Molecular Medicine Israel

Matters of life and death

Modern technology and modern medical practice have evolved over the past decades, enabling us to enhance and extend human life to an unprecedented degree. The two books under review examine this phenomenon from remarkably different perspectives.

Mark O’Connell’s To Be a Machine is an examination of transhumanism, a movement characterized by technologies that seek to transform the human condition and extend life spans indefinitely. O’Connell, a journalist, makes his own prejudices clear: “I am not now, nor have I ever been, a transhumanist,” he writes. However, this does not stop him from thoughtfully surveying the movement.

The book mostly comprises O’Connell’s encounters with transhumanist thought leaders in an assortment of locales ranging from lecture halls to Silicon Valley start-ups to transhumanist conferences and even the campaign trail, where O’Connell interviews Zoltan Istvan, a transhumanist and 2016 U.S. presidential candidate whose goal is “to promote investment in longevity science.”
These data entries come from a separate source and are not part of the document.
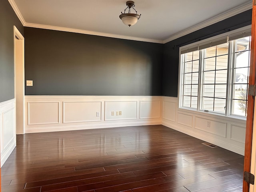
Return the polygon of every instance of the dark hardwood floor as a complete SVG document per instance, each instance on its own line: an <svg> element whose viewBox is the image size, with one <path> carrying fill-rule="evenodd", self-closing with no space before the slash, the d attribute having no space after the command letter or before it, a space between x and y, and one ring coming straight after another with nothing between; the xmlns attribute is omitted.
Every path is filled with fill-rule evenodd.
<svg viewBox="0 0 256 192"><path fill-rule="evenodd" d="M244 157L162 125L18 135L3 192L242 191Z"/></svg>

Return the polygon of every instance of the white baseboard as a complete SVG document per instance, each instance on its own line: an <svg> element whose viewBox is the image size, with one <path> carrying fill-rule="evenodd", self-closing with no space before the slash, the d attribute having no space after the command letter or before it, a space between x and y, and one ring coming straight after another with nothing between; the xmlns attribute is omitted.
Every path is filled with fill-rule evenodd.
<svg viewBox="0 0 256 192"><path fill-rule="evenodd" d="M187 129L183 128L180 126L178 126L172 124L168 122L164 122L164 120L162 122L162 124L201 140L205 141L206 142L209 142L212 144L227 149L230 151L232 151L242 155L244 155L244 149L238 146L198 133L190 131Z"/></svg>
<svg viewBox="0 0 256 192"><path fill-rule="evenodd" d="M0 103L1 166L16 146L15 99Z"/></svg>
<svg viewBox="0 0 256 192"><path fill-rule="evenodd" d="M8 144L8 146L1 153L1 167L5 162L15 147L16 147L16 136L13 138Z"/></svg>
<svg viewBox="0 0 256 192"><path fill-rule="evenodd" d="M26 133L39 133L52 132L54 131L74 131L91 129L110 128L112 127L128 127L131 126L140 126L144 125L160 125L161 121L140 122L121 122L84 125L72 125L70 126L59 126L46 127L32 127L26 129Z"/></svg>

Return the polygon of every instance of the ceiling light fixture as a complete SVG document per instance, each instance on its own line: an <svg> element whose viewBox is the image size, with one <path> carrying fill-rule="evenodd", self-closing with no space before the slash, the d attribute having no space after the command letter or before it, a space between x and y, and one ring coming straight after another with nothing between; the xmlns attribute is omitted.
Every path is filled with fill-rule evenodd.
<svg viewBox="0 0 256 192"><path fill-rule="evenodd" d="M131 26L136 24L138 19L140 17L141 14L138 15L137 14L137 11L134 8L135 5L133 1L128 1L126 2L126 5L127 7L124 10L124 13L121 12L122 14L119 16L119 18L122 20L122 21L124 24L130 27ZM131 13L130 9L132 7L136 12L136 14ZM125 13L125 11L128 8L128 13Z"/></svg>

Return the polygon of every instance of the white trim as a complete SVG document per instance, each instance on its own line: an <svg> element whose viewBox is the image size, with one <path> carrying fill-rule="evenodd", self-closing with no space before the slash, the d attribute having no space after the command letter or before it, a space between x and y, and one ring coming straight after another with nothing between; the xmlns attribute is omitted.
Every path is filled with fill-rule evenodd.
<svg viewBox="0 0 256 192"><path fill-rule="evenodd" d="M130 36L125 36L124 35L117 35L115 34L111 34L110 33L102 33L96 31L87 31L86 30L82 30L80 29L72 29L71 28L67 28L66 27L58 27L56 26L52 26L50 25L41 25L40 24L35 24L34 23L26 23L24 25L25 27L33 27L34 28L39 28L40 29L50 29L52 30L56 30L56 31L66 31L68 32L72 32L73 33L80 33L82 34L86 34L87 35L96 35L97 36L102 36L103 37L111 37L112 38L117 38L118 39L127 39L128 40L133 40L134 41L143 41L145 42L150 42L151 43L156 43L163 44L164 41L162 40L157 40L155 39L147 39L146 38L140 38L139 37L132 37Z"/></svg>
<svg viewBox="0 0 256 192"><path fill-rule="evenodd" d="M125 122L111 123L96 124L95 124L72 125L69 126L49 126L46 127L30 127L26 129L26 133L40 133L55 131L71 131L112 127L140 126L144 125L161 125L161 121L144 121L140 122Z"/></svg>
<svg viewBox="0 0 256 192"><path fill-rule="evenodd" d="M217 23L220 21L227 19L230 17L234 15L242 13L244 11L247 11L252 8L252 2L250 2L247 4L245 5L242 7L239 8L235 8L231 10L230 10L228 12L227 12L220 16L217 16L213 18L212 18L208 20L206 20L205 22L200 24L198 25L196 25L190 28L183 31L182 32L179 32L176 34L171 36L168 39L163 41L163 43L166 43L169 42L174 39L177 39L180 37L182 37L185 35L189 34L192 32L196 31L197 30L202 29L204 27L212 25L214 23Z"/></svg>
<svg viewBox="0 0 256 192"><path fill-rule="evenodd" d="M100 103L100 119L98 120L81 120L81 121L68 121L65 120L65 104L67 103L77 103L77 102L81 102L81 103ZM101 101L64 101L62 103L62 123L79 123L79 122L94 122L96 121L102 121L102 102Z"/></svg>
<svg viewBox="0 0 256 192"><path fill-rule="evenodd" d="M58 121L55 122L45 122L44 123L31 123L30 122L30 103L57 103L58 105ZM59 101L46 101L46 102L28 102L28 125L42 125L46 124L60 124L60 102Z"/></svg>
<svg viewBox="0 0 256 192"><path fill-rule="evenodd" d="M218 41L224 38L226 38L228 36L234 36L239 34L242 34L251 31L252 29L252 25L248 25L243 27L241 27L239 29L232 30L226 33L222 33L218 35L214 36L212 37L207 38L203 40L201 40L194 43L188 44L180 47L180 56L181 54L180 52L182 51L190 49L195 47L198 47L202 45L206 45L208 43L212 42Z"/></svg>
<svg viewBox="0 0 256 192"><path fill-rule="evenodd" d="M244 155L244 148L239 147L238 146L236 146L230 143L221 141L217 138L210 137L206 135L196 132L193 131L190 131L188 129L184 128L181 126L178 126L173 125L164 120L162 121L162 124L168 127L169 128L195 137L198 139L205 141L207 142L209 142L212 144L227 149L228 150L235 152L242 155Z"/></svg>
<svg viewBox="0 0 256 192"><path fill-rule="evenodd" d="M20 13L20 10L18 8L18 7L15 3L15 2L14 2L14 0L8 0L8 1L9 1L11 6L12 6L12 7L13 9L13 10L14 11L20 21L20 22L21 22L22 24L23 25L23 26L25 26L26 23L26 21L25 21L24 18L23 18L21 13Z"/></svg>
<svg viewBox="0 0 256 192"><path fill-rule="evenodd" d="M1 151L1 166L4 164L8 157L16 146L16 100L12 99L0 103L0 146ZM13 115L9 117L7 121L12 123L12 127L6 126L4 116L8 112L13 111ZM4 135L5 130L8 129ZM10 135L10 131L12 131L12 135ZM13 135L12 135L13 134ZM10 138L8 140L5 141L8 138ZM6 143L5 142L6 141Z"/></svg>
<svg viewBox="0 0 256 192"><path fill-rule="evenodd" d="M242 7L236 7L231 10L229 10L220 16L216 16L202 23L194 26L190 28L187 29L182 32L180 32L177 34L171 36L169 38L164 40L155 40L152 39L148 39L146 38L140 38L136 37L132 37L130 36L125 36L123 35L117 35L115 34L111 34L108 33L102 33L95 31L88 31L86 30L81 30L79 29L72 29L71 28L67 28L65 27L58 27L55 26L51 26L49 25L41 25L31 23L27 23L22 17L20 12L14 0L8 0L12 7L13 9L14 12L17 15L18 18L22 23L23 26L25 27L33 27L34 28L40 28L45 29L50 29L52 30L56 30L57 31L66 31L68 32L72 32L74 33L81 33L82 34L90 34L96 35L98 36L102 36L104 37L111 37L113 38L117 38L118 39L127 39L129 40L133 40L138 41L143 41L145 42L150 42L152 43L156 43L160 44L165 44L169 42L172 40L176 39L184 35L194 32L197 30L202 29L210 25L216 23L218 22L224 20L226 18L234 16L235 15L241 13L244 11L248 10L252 8L252 3L250 2L245 4Z"/></svg>

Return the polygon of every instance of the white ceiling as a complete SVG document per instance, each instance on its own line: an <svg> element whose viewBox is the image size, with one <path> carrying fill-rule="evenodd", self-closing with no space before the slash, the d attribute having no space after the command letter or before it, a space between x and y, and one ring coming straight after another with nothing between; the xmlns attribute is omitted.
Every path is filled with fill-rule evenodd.
<svg viewBox="0 0 256 192"><path fill-rule="evenodd" d="M126 0L9 0L24 26L163 43L252 8L252 0L134 0L140 18L123 24Z"/></svg>

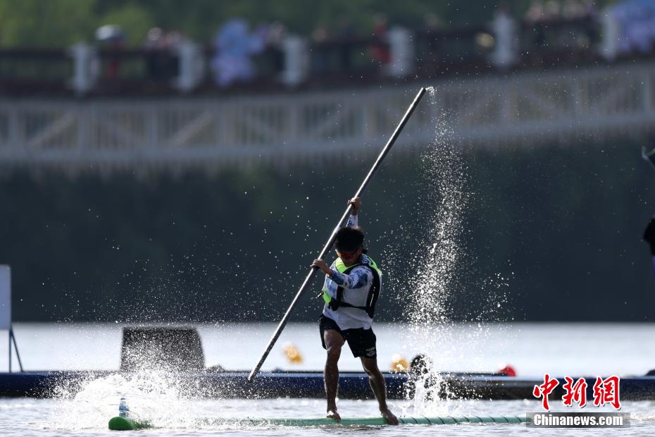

O’Connell’s interaction with Max More, the president and CEO of the Alcor Life Extension Foundation, the world’s largest commercial cryopreservation facility, is particularly timely, because the legal, social, and ethical issues related to cryopreservation are far from settled. Likewise, as O’Connell notes, the promise of cryonics relies on the improbable notion that science will someday enable reanimation.

More acknowledges the latter reality. “I’m hoping to avoid having to be preserved,” he tells O’Connell, citing his preference to stay healthy long enough for life extension research to achieve a major breakthrough. “[T]he idea of sitting in one of those tanks … doesn’t actually appeal to me very much,” he notes. “It’s just that it’s obviously better than the alternative.”

Sandwiched in between a short exposition on Ray Kurzweil’s “singularity” and a visit to a biohacker community, O’Connell’s extensive discussion of artificial intelligence (AI) and the current state of the art in robotics feels tangential to the book’s initial focus. Nevertheless, the incorporation of AI and robotics into a discussion of human enhancement raises interesting questions relating to civil and criminal liability and even the nature of free will.

Although O’Connell references a number of mainstream researchers, institutions, and initiatives that intersect with life extension, the book would have ultimately benefited from more direct engagement with members of the scientific community, many of whom are justifiably suspicious of transhumanist efforts.

Haider Warraich’s Modern Death is a physician’s well-referenced account of modern medicine’s approach to death. Warraich faults the medical profession for taking a once very personal experience out of the home and into the hospital. Many now common medical technologies that endeavor to prolong life do little if any good in enhancing it, he argues, and often serve to needlessly extend the lives of the terminally ill.

Warraich provocatively argues that, in many cases, patients would be better served by cutting life prematurely short, preempting protracted suffering. His descriptions of his experiences with terminally ill patients and their families support the idea that, at the very least, the medical community needs to be more forthright in its discussions about death.

Although Warraich makes ample use of religious philosophy in examining how different faiths manage death, he skirts the increasingly relevant disconnect between death as defined by science and by religion. This absence is especially apparent as he goes to great lengths to trace medicine’s modern definition of death.

Noticeably, neither book overlaps substantially on the respective subject matter of the other. For example, Warraich’s foray into life extension outside the field of medicine is limited but definitive. He compares the cell’s apparent wisdom with the purported shortsightedness of our species: “A cell also understands better than we humans do the consequences of overstaying one’s welcome. While we aspire to immortality, to a cell, immortality is the worst fate possible.”

Despite their differences, both books advocate for retaking personal control over death. Considering that many medical decisions to extend life are often made when patients are incapacitated and unable to adequately provide consent, Warraich advocates for preparing long in advance through tools like advance directives. Similarly, O’Connell’s subjects seek to take matters into their own hands by artificially enhancing and extending life.

One other important similarity between the two books is that both provide a glimpse into how the communities in question regard the human experience. Warraich offers a perspective shared by a number of medical professionals, questioning the notion that life is always worth maintaining. O’Connell’s transhumanists question whether we even need the bodies that we are born with for us to remain human. Neither vision is trivial, and both encourage further introspection and deliberation.